Halloran: Employers need to be cognizant of both federal and state law. While state law may permit the use of medical marijuana, federal law still treats the use of marijuana as a crime, regardless how or why the individual obtained the drug. Therefore, at least under federal, use of medical marijuana is still a crime in all 50 states. In part because of that reason, courts have generally held that employers in states that permit the use of medical marijuana are not required to accommodate its use in the workplace.
Holbrook: How do some employers’ “zero-tolerance” programs need to adjust for the legalization of medical marijuana in some states?
Halloran: For the time being, employers may continue to have “zero tolerance” for workplace drug use, including the use of marijuana, in states that permit medical marijuana. That said, however, employers should review any such policies, including drug-testing policies, to make clear that any prohibition on the use of illegal drugs extends to marijuana prescribed and taken under state medical marijuana laws. By taking an explicit position on the use of medical marijuana by employees, employers can help insulate themselves from a claim, in the context of a later disability discrimination suit, that the employer’s stated reason for a resulting adverse job action was mere pretext.

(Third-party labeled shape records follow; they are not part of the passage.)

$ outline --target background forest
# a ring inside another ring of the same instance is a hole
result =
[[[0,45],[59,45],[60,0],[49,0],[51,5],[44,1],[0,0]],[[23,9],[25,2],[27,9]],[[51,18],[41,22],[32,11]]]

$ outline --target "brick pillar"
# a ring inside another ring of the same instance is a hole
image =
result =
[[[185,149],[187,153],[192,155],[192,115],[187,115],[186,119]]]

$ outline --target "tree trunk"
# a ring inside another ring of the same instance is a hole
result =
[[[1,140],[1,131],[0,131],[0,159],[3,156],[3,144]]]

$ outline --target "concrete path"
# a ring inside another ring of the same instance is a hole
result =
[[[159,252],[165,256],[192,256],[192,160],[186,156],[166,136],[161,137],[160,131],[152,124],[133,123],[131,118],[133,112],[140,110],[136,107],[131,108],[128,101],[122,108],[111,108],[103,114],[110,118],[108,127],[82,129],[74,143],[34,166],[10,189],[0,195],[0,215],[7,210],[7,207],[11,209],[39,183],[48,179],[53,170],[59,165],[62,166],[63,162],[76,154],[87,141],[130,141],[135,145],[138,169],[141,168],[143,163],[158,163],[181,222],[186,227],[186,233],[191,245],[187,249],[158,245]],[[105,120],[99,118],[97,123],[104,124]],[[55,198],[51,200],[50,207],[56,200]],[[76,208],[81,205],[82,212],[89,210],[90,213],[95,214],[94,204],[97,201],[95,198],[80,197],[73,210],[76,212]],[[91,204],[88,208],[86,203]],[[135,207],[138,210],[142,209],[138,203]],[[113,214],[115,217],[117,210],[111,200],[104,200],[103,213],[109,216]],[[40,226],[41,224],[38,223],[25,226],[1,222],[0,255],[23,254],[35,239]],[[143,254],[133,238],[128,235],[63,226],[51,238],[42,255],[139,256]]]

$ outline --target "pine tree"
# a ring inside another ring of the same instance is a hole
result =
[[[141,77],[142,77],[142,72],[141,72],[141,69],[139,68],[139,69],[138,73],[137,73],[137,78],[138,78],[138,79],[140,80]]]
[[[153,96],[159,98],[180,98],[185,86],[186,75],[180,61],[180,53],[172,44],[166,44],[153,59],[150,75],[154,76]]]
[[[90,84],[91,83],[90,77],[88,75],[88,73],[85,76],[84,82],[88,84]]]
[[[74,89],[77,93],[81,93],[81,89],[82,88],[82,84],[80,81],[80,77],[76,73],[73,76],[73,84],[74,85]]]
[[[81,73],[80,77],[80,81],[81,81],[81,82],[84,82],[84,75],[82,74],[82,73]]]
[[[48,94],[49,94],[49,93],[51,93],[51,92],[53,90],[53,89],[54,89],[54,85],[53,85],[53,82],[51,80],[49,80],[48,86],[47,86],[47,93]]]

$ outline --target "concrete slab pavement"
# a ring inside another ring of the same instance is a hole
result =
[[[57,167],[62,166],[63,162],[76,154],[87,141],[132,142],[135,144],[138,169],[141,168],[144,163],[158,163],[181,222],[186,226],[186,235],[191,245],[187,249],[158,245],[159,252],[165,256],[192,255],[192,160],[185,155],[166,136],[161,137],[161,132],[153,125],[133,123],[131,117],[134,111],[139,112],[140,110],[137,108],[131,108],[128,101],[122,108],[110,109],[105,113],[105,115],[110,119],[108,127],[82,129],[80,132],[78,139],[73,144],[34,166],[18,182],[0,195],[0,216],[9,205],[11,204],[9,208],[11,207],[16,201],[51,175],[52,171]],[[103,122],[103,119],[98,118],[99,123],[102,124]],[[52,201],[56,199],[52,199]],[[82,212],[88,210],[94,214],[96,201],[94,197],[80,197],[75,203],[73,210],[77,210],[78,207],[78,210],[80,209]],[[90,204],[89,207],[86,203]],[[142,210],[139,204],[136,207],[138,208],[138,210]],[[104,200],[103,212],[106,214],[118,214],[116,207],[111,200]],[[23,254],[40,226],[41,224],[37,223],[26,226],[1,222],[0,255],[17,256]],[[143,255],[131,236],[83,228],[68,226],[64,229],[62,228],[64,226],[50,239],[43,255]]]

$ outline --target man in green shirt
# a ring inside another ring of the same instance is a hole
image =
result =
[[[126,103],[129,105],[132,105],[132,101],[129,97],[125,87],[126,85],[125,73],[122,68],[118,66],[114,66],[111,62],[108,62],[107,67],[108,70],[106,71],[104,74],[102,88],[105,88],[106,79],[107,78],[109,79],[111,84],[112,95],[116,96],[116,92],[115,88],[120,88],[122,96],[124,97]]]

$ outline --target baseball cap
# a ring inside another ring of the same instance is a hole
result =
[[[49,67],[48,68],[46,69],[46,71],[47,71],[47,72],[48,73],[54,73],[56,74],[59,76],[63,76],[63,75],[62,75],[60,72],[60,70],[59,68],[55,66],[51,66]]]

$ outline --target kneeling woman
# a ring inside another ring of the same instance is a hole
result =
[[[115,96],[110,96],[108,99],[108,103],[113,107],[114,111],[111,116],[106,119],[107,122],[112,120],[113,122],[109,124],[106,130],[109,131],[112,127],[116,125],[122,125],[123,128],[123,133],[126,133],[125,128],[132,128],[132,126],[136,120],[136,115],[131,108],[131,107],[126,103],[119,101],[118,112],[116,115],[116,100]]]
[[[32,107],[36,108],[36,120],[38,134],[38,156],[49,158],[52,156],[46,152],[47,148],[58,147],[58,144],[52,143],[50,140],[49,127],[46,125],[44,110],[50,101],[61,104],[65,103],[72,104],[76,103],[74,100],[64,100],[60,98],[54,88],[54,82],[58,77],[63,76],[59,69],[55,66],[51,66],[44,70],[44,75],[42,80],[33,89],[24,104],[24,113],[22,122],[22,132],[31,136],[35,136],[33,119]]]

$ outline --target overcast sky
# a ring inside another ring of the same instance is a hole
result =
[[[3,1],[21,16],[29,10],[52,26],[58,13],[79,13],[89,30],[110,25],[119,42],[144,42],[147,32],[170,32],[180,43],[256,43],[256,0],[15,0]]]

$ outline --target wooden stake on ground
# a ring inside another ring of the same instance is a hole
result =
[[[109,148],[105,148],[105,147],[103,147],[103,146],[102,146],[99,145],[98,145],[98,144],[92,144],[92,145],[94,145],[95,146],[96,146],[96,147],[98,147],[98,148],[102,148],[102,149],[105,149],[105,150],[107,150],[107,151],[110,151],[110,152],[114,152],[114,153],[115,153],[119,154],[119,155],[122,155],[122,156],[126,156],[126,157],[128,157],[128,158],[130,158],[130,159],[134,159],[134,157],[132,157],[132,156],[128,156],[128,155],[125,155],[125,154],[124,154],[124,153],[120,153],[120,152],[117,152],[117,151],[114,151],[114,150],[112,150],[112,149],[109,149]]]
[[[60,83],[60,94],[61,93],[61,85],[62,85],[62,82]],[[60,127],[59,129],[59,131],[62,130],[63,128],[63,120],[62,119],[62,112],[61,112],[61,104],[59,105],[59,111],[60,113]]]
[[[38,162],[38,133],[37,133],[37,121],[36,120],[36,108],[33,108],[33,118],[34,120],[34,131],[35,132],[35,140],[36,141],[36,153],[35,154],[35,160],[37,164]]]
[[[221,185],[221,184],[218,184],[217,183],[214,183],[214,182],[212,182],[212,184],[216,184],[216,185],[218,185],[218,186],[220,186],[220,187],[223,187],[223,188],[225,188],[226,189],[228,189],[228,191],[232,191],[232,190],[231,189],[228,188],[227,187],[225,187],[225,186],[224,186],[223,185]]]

That brings us to a recent case in Michigan involving a Walmart employee who was fired for testing positive for marijuana during a employer-issued drug test. The 30-year-old employee, who was prescribed marijuana to treat symptoms of an inoperable brain tumor and sinus cancer, was issued the drug test after an on-the-job injury, which is Walmart’s policy. Is this fair? The American Civil Liberties Union doesn’t think so — they immediately filed a lawsuit.
“No patient should be forced to choose between adequate pain relief and gainful employment,” Scott Michelman, a staff attorney with the ACLU Drug Law Reform Project told CNN. “And no employer should be allowed to intrude upon private medical choices made by employees in consultation with their doctors.”
As you have probably guessed, the Walmart employee of five years has also filed a lawsuit. In Walmart’s defense, however, they claimed that “like other companies, we have to consider the overall safety of our customers and our associates, including Mr. Casias, when making a difficult decision like this.”
The issue of medical marijuana in the workplace will only become more important and widespread as more states are set to legalize its medicinal use.